Project Leader Tokyo Metropolitan Institute of Medical Science Tokyo, Japan
Abstract: Human induced pluripotent stem cell (iPSC)-derived cardiomyocytes (iPS-CMs) have great promise for disease modeling, drug development, and regenerative medicine. However, the immaturity of iPS-CMs resembling the human fetal state remains a significant challenge for broader applications. We focused on the polyploidy of human mature cardiomyocytes to address this issue. While over 80% of human cardiomyocytes become tetraploid during maturation, only 10% of iPS-CMs become polyploid using conventional methods. This ploidy difference could limit the maturation of iPS-CMs. To overcome this limitation, we completely changed the differentiation strategy from the conventional scheme by first establishing tetraploid iPSCs (4N-iPSCs) and then differentiating them into cardiomyocytes to replicate the polyploidy of human mature cardiomyocytes. We successfully established 4N-iPSCs by Sendai virus-mediated fusion of diploid iPSCs and then differentiated them into cardiomyocytes using a general protocol.
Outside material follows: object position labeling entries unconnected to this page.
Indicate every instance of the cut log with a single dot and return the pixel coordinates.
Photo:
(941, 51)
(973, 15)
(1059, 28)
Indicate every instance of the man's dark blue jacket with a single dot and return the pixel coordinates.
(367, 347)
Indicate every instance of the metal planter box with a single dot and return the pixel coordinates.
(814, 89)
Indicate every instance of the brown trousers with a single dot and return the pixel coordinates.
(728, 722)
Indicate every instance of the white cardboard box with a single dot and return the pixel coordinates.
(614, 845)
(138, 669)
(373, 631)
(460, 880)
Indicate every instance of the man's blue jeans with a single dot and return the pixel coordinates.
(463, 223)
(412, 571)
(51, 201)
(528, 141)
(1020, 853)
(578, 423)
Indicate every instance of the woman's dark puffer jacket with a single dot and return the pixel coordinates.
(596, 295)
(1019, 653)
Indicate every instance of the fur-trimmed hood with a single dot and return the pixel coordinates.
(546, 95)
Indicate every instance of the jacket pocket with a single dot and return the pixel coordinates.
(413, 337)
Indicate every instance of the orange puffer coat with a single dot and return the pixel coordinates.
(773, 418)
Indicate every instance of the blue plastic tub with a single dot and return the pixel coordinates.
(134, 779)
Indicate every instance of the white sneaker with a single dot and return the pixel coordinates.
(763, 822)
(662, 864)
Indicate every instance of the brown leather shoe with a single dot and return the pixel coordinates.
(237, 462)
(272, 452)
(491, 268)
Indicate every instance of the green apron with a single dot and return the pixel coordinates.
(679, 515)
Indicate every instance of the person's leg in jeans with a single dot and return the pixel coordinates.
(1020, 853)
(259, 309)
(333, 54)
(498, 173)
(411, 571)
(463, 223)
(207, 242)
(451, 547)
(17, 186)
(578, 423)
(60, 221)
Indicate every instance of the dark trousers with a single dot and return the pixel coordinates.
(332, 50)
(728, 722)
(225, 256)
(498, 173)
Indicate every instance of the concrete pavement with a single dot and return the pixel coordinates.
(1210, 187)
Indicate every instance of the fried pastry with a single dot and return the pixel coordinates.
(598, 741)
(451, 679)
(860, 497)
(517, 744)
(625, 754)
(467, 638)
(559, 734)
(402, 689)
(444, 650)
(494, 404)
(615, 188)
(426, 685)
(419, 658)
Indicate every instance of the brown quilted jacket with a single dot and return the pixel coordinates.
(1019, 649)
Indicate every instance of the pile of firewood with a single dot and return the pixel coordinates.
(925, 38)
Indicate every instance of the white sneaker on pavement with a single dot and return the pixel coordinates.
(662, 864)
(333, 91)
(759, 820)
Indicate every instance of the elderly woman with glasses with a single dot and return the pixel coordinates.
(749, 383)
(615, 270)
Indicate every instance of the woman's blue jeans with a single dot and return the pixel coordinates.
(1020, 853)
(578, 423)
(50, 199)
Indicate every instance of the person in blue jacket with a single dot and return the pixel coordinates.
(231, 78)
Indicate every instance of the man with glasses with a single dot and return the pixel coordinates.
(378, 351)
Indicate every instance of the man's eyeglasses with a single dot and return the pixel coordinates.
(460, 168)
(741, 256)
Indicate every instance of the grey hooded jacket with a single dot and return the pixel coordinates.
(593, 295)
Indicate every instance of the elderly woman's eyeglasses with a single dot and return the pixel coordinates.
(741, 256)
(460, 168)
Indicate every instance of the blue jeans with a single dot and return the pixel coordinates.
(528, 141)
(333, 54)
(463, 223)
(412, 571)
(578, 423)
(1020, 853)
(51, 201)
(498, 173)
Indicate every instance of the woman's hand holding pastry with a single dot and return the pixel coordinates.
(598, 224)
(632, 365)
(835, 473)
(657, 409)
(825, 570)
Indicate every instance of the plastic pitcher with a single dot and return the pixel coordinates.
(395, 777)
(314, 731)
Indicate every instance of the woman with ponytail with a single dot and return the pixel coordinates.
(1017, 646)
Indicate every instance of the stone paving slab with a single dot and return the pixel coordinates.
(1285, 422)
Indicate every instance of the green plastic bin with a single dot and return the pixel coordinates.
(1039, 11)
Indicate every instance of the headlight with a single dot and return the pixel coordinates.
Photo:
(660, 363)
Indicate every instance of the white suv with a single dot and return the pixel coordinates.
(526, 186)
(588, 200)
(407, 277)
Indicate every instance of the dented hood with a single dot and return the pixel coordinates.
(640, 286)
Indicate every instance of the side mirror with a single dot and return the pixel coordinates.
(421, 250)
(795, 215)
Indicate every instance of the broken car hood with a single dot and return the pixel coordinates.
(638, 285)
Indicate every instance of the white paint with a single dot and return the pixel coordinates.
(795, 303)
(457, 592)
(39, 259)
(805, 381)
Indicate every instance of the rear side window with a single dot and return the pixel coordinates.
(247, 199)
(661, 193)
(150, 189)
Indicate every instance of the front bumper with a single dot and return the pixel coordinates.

Almost all cardiomyocytes derived from 4N-iPSCs (4N-iPS-CMs) were tetraploid. As we expected, 4N-iPS-CMs exhibited more matured phenotypes, including post-mitotic gene expression signatures, higher mitochondrial content, higher contractile force, and faster upstroke velocity compared to the conventional iPS-CMs derived from diploid iPSCs. These experiments were initially done by fusion of the same diploid iPSC lines. However, if we could generate 4N-iPS-CMs from two different diploid iPSC lines derived from different individuals, we would be able to analyze interactions of two different genetic backgrounds within iPS-CMs. In this study, we established 4N-iPSC lines by fusion of diploid iPSCs derived from a Japanese male (WTC11) and a Caucasian female (HPS0076). We were able to differentiate these hybrid 4N-iPSCs into cardiomyocytes. These hybrid 4N-iPS-CMs also exhibited organized sarcomere and regular beating signatures. We also conducted RNAseq analysis and found that the gene expression profile of hybrid 4N-iPS-CMs showed intermediate features between those of WTC11 iPS-CMs and HPS0076 iPS-CMs. Therefore, our strategy to generate 4N-iPSCs and 4N-iPS-CMs serves as a versatile platform to study genetic interactions between two different genetic backgrounds in cardiomyocytes.
Funding Source: JSPS, Grant-in-Aid for Scientific Research (B) (24K02028). JCRF, Bayer Scholarship for Cardiovascular Research. SENSHIN Medical Research Foundation Grant. TERUMO Life Science Foundation Research Grant.